Through self-sacrifice we make visible our appropriation of the truth of the Cross. This week our country remembers those who lived out the meaning of the Cross in a particularly dramatic way by the sacrifice of their own lives for the sake of the life and liberty of others. We stand in awe before the bravery, courage and concern for others that led men and women to "stand in harm's way" in defence of their country and fellow citizens. As we reflect upon this particular living out of the meaning of the Cross, we realize that we are each called to make of our lives a sacrifice for others in our particular circumstances.

We think, too, of the families of our war heroes. Their sacrifice also is great and deserving of our thanks. I find it always very moving to see pictures of spouses and children taking leave of their loved ones as they depart for dangerous missions. This, too, is a living out of the meaning of the Cross. On Remembrance Day we also embrace them with our respect and esteem.

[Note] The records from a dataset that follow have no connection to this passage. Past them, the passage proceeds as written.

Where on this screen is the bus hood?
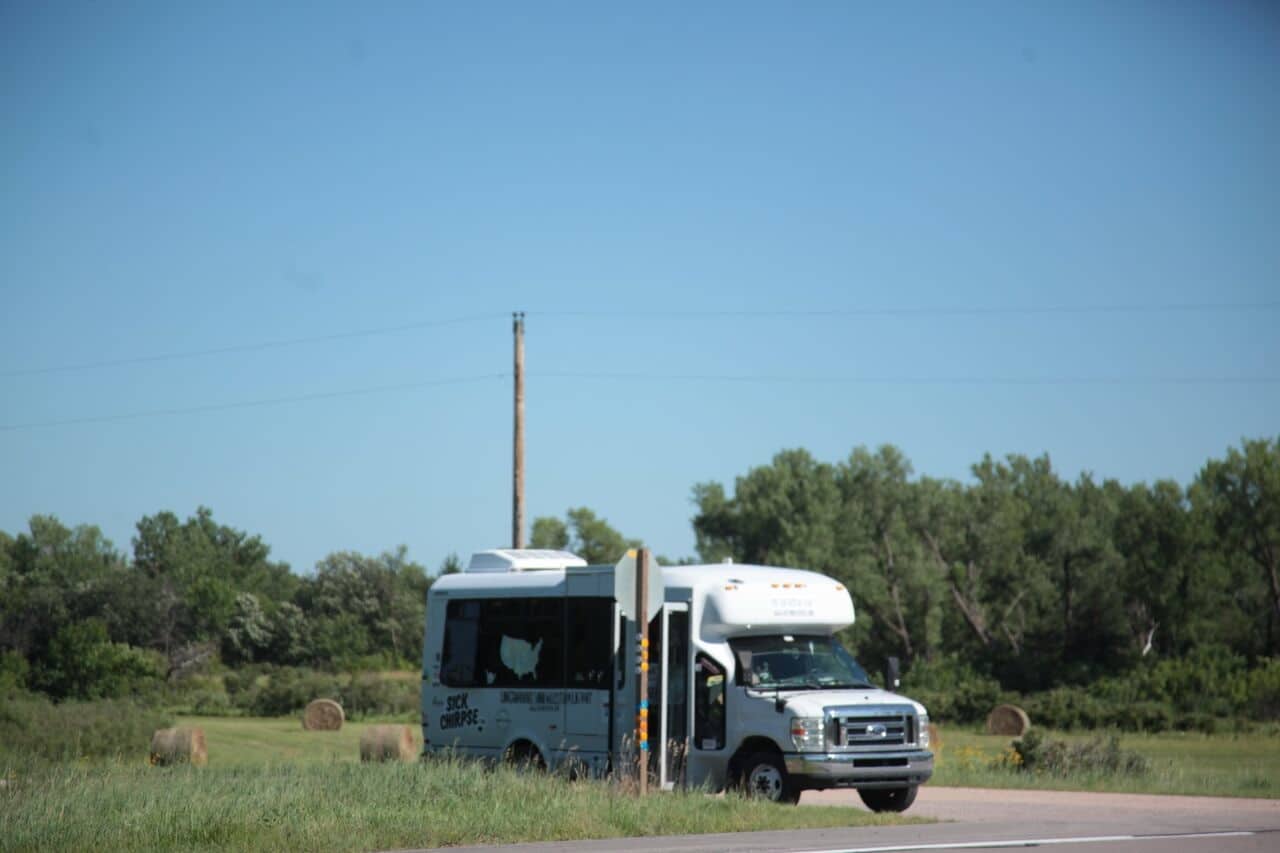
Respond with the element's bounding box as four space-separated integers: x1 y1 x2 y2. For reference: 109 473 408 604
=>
771 688 927 717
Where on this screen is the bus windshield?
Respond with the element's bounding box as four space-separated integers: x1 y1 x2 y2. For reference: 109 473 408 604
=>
730 634 874 690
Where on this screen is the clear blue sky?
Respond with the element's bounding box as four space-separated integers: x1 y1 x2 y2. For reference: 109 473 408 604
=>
3 1 1277 573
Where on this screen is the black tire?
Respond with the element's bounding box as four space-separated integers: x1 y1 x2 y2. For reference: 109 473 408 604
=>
734 751 800 805
858 785 918 813
559 755 586 782
503 742 546 773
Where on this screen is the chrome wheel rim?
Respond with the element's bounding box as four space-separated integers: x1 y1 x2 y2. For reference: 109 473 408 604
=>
748 763 783 800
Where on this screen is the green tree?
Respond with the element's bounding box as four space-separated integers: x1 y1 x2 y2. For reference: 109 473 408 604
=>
1111 480 1203 658
265 602 308 665
993 457 1128 686
35 620 163 700
913 459 1043 665
833 446 942 666
0 516 127 664
529 517 570 550
690 481 735 564
223 592 272 665
693 449 840 569
133 507 296 599
437 552 464 575
530 508 640 564
1192 438 1280 655
131 507 295 653
1057 473 1129 677
566 508 641 564
297 547 429 667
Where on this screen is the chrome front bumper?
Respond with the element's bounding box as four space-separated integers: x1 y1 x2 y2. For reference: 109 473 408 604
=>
784 750 934 789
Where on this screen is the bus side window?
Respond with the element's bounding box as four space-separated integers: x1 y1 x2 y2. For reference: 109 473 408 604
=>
475 598 565 687
566 598 612 688
615 613 626 689
694 654 725 751
442 600 480 686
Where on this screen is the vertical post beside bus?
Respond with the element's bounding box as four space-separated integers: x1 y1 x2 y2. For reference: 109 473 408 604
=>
636 547 650 795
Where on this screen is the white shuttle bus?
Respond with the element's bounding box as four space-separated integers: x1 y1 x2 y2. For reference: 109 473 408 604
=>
420 549 933 811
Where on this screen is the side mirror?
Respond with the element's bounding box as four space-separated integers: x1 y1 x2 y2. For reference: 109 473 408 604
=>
885 656 901 690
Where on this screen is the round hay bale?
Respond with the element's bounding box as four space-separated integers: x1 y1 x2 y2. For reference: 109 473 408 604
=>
986 703 1031 736
359 725 416 763
927 722 941 754
303 698 345 731
150 727 207 767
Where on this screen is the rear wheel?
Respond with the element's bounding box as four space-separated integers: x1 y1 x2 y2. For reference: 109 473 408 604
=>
735 752 800 805
503 742 546 773
858 785 918 812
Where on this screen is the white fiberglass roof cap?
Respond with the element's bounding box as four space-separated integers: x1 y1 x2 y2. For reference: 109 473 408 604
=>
466 549 588 573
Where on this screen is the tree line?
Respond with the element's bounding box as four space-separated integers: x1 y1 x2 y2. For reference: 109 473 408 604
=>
0 508 433 699
691 437 1279 692
2 437 1276 704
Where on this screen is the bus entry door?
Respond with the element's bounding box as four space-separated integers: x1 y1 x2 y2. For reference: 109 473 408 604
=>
651 603 690 790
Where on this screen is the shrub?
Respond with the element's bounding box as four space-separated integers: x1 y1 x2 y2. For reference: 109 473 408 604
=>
0 650 29 690
1022 686 1105 731
246 668 343 717
0 689 172 762
904 655 1006 724
177 687 236 716
1014 650 1280 731
1100 700 1173 733
1245 658 1280 720
340 673 418 718
1173 712 1218 734
1003 729 1149 777
222 667 261 703
209 666 418 719
32 621 165 701
1130 646 1250 714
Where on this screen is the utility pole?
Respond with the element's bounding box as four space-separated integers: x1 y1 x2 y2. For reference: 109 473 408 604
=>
512 311 526 549
636 547 650 795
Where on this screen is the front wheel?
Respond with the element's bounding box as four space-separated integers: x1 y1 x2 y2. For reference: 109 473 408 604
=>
858 785 918 813
736 752 800 805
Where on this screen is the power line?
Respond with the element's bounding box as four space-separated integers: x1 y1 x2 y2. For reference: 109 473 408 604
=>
530 300 1280 319
4 369 1275 432
0 374 505 432
535 371 1280 386
4 300 1276 379
0 312 507 378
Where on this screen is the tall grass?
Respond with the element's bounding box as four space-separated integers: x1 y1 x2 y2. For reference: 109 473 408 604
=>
932 727 1280 798
0 690 171 762
0 756 911 852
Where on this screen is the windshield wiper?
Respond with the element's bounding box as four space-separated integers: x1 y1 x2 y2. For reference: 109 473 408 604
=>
777 678 835 691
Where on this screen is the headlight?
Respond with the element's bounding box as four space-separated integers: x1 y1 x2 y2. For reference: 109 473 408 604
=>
918 714 931 748
790 717 825 752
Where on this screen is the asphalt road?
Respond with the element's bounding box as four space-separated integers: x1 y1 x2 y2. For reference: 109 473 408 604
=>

We might be tempted to think of remembering as an act of looking backward. In fact, it is actually an act by which we bring the past to the present so that we might learn from it for the sake of a better future. When we apply such remembrance to the Cross of Christ, the lesson is hope. Christ's death from his self-sacrifice led to the Resurrection; it led to life. By living the meaning of the Cross of Christ, our fallen heroes gave their lives moved by the hope that Jesus has shown to be real. May this same hope inspire us to give of ourselves for others.